Fed Cuts by Three-Quarter Point
By BRIAN BLACKSTONE and HENRY J. PULIZZI
March 18, 2008 2:19 p.m.
WASHINGTON -- The Federal Reserve on Tuesday slashed its key interest rate to a three-year low and signaled more reductions are likely, unloading heavy artillery in its effort to keep the credit crunch from triggering a prolonged recession.
The three-quarter-percentage-point rate cut, though extremely aggressive by any historical measure, will disappoint many on Wall Street who thought a full percentage point was needed -- a sign of the severity of the crisis that already claimed Bear Stearns and forced Fed officials to use Depression-era tools to create new lending facilities for brokers.
The Federal Open Market Committee voted 8-2 to cut the fed funds rate at which banks lend to each other from 3% to 2.25%, its lowest level since December 2004. The Fed also eased by that amount in a rare intermeeting move two months ago, which was the largest reduction since officials started targeting fed funds in the early 1980s.

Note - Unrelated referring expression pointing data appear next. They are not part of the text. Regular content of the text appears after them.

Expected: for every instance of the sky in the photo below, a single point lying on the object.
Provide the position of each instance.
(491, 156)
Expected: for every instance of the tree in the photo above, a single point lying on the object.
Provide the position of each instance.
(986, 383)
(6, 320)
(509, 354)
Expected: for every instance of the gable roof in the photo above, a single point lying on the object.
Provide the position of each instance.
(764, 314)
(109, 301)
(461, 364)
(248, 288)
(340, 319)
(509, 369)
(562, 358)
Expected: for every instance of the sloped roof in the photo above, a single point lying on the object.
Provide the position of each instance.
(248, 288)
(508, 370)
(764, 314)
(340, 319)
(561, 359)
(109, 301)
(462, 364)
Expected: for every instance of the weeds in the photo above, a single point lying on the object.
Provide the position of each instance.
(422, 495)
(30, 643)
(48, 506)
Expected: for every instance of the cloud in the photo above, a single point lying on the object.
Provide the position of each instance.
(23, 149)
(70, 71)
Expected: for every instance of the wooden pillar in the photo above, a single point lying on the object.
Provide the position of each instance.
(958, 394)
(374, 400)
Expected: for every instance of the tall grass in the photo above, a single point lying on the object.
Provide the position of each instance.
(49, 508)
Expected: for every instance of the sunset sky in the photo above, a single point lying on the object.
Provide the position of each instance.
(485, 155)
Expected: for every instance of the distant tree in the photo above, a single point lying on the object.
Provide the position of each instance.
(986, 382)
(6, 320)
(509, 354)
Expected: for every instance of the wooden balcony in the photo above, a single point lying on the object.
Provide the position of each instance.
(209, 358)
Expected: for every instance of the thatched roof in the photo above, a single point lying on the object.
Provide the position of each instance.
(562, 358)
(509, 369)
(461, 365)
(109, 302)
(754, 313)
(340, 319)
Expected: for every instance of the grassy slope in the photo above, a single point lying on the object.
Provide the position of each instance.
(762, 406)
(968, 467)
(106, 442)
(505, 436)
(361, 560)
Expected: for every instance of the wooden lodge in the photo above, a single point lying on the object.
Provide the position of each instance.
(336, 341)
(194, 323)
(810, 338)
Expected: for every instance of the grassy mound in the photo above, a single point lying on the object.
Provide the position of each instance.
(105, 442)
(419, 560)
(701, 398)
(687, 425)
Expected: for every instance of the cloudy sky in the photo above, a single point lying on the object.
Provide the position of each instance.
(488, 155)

Philadelphia Fed President Charles Plosser and Dallas Fed President Richard Fisher dissented, preferring "less aggressive action."
The Fed also on Tuesday lowered the discount rate it charges banks and brokers that borrow directly from the Fed by 0.75 percentage point to 2.5%, leaving the spread over fed funds at a quarter percentage point.
"Recent information indicates that the outlook for economic activity has weakened further," the Fed said in a statement, citing weakness in consumer spending and labor markets. "Financial markets remain under considerable stress," the Fed added, and the "deepening" housing slump should weigh on the economy.
The Fed said growth risks remain and that it will act in a "timely" manner as needed, suggesting more rate cuts are probable barring an economic recovery.
As recently as a few days ago, economists had called for only a half-percentage-point reduction in the fed funds rate. Even that would have been an aggressive move coming just weeks after officials cut the funds rate by 1.25 percentage points over an eight-day period in January.
But as the financial market crisis worsened last week and economic data disappointed, investors steadily upped their rate-cut forecasts to as high as 0.75 percentage point by the end of last week.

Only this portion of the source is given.